Strohgelb, klar, gekrönt von einer weißen Schaum-Blume, die nur langsam verblüht, so präsentiert sich das perfekte Pils im Glas (s. oben, Foto: Spiegelau) Genau so stellt sich über ein Drittel der deutschsprachigen Bevölkerung sein Lieblingsbier vor. 36,8 Prozent wählten laut Statista 2020 das Pilsner als favorisierten Bierstil. 2021 gingen rund 62 Prozent des gesamten bundesdeutschen Bierabsatzes auf das Pils-Konto. Die Zahl bleibt, trotz rückläufigem Bierkonsum, nahezu konstant. 2020 waren es 63 Prozent, 2019 satte 62,7 Prozent. 15,25 Millionen Hektoliter Pils gingen alleine im ersten Halbjahr 2019 im bundesweiten Lebensmittelhandel übers Laufband – im selben Zeitraum wurden 2,06 Millionen Hektoliter Helles verkauft. Das Pils ist ein Evergreen, der Star im Bierregal. Es hat den Biergeschmack geprägt und eine Weltkarriere hingelegt.

Zur richtigen Zeit am richtigen Ort

Begonnen hat diese steile Laufbahn in Pilsen, in der viertgrößte Stadt im Westen von Böhmen in Tschechien. Mentor dieser Karriere war der Bayer Josef Groll. Martin Stelzer hatte den Braumeister 1839 aus Vilshofen nach Pilsen in seine neue Brauerei geholt, damit dieser dem heimischen Bier ein geschmackliches Update verpassen sollte.
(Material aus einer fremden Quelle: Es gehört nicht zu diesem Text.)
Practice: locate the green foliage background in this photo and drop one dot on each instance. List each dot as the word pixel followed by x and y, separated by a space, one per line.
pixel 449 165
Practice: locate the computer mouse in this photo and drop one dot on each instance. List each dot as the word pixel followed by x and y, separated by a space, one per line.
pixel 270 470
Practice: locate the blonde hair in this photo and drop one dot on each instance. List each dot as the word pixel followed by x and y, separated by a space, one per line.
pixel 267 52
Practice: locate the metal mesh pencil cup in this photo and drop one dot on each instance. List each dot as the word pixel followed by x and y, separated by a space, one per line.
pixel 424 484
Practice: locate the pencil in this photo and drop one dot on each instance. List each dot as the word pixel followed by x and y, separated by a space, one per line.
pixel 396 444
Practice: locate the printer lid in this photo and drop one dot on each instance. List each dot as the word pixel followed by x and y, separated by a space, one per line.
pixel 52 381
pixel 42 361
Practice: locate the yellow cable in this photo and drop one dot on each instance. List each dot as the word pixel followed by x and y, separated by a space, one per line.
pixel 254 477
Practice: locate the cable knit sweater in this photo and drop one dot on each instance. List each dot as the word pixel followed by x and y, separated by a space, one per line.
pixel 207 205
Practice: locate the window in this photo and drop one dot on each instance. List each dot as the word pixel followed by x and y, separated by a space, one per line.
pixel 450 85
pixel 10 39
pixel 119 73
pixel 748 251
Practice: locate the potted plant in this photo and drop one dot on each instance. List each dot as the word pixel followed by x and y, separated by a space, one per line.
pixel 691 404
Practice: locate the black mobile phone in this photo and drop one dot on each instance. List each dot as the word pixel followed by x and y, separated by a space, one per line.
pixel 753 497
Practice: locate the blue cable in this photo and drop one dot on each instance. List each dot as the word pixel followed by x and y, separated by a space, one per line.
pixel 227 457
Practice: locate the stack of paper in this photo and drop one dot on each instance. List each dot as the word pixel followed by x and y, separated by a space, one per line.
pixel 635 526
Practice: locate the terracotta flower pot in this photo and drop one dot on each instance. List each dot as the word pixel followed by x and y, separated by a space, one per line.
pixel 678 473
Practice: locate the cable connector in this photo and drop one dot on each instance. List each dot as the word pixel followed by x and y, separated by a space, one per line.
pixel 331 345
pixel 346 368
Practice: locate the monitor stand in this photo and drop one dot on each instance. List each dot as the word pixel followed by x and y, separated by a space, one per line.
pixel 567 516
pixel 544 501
Denn die Bevölkerung war alles andere zufrieden mit der Bierqualität und hatte als Zeichen der Missgunst im Jahr zuvor 36 Bierfässer in den Straßen zerstört. Stelzer brachte neue Technologien in die Brauerei ein, Groll das Know-how über die Kunst der untergärigen Brauart, die er mit den lokalen Zutaten kombinierte. Helles böhmisches Malz, der Saazer Hopfen und das weiche Brauwasser vor Ort ließen einen neuen Bierstil entstehen: das Pilsner Lagerbier.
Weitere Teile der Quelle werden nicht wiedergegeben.